I remember one time I was preaching at my tabernacle, years ago, and there was... when the... I was a Missionary Baptist, and the First Baptist Church downtown, the Sunday school teacher was up there and standing on the outside. And I always did believe in holiness. I believe that a man, if he's borned of the Spirit of God, and led by the Holy Spirit, he will live right. He has to, because the life of God's in him. And then this little fellow was their Sunday school teacher, and we didn't believe our... Our church didn't have any baseball team. They did down there, because they'd bring them in playing Sunday baseball, and things. We didn't believe in it.
Branham, William. 1960, Mar 9. Why. (60-0309)
Branham was initially ordained into a Pentecostal church,[2] however, and the First Pentecostal Baptist Church which eventually became the Billie Branham Pentecostal Tabernacle did have a baseball team.[3] History further deviates from later versions of Branham's stage persona in that the team was a part of the Southern Indiana Church League. Branham was specifically against churches having a baseball team, and ministers who did not preach against baseball.

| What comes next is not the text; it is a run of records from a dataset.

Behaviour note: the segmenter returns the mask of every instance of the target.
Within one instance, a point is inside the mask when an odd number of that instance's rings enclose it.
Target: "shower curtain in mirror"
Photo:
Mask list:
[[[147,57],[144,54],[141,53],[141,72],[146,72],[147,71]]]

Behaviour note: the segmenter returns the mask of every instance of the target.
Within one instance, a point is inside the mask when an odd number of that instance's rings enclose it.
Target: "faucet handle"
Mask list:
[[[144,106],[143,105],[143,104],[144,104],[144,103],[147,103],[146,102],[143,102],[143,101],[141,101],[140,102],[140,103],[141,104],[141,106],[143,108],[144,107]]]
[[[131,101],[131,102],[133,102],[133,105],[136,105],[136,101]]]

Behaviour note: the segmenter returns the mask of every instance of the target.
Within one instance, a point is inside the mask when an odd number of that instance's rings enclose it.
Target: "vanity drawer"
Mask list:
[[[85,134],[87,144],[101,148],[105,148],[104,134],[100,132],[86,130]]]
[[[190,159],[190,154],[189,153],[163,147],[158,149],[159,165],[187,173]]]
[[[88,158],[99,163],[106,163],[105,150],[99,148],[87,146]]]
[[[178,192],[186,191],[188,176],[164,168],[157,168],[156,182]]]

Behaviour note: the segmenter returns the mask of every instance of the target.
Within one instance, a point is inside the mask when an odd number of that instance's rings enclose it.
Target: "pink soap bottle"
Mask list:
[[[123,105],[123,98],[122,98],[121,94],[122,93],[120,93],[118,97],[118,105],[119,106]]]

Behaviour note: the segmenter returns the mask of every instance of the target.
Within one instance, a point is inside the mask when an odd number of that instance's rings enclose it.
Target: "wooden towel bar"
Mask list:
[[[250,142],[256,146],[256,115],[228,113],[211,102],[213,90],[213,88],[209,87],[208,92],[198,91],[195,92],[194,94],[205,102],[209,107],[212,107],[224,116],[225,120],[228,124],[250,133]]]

He happened to play on the Colgate's baseball team. And he said, "Well, I don't... They don't do that in my church."
Branham, William. 1961, Apr 13. Why. (61-0413)
Branham's critique of baseball is often presented less as a narrow objection to a sport and more as a diagnostic sign of ecclesial compromise. In this framing, the presence or absence of baseball—especially as an organized church activity—becomes a boundary-marker distinguishing "holiness" communities from churches perceived as accommodating prevailing social norms. The issue is therefore not merely personal recreation, but what baseball allegedly represents: a church's willingness to normalize leisure culture, particularly when it intersects with Sunday observance.
This boundary-making function is reinforced by Branham's frequent use of associative moral reasoning, in which baseball is grouped with other practices he condemns. Rather than arguing the case for baseball in isolation, he places it within a cluster of behaviors presented as mutually reinforcing indicators of spiritual decline. The rhetorical effect is to transform a specific activity into an emblem of broader worldliness, making abstention a visible sign of fidelity and separation.
Not a preacher that's running around over the country, run with other women and things like that. Not a church that practice "free love" and all these ungodly things, and goes to baseball games, and has big entertainments and social dances in the church.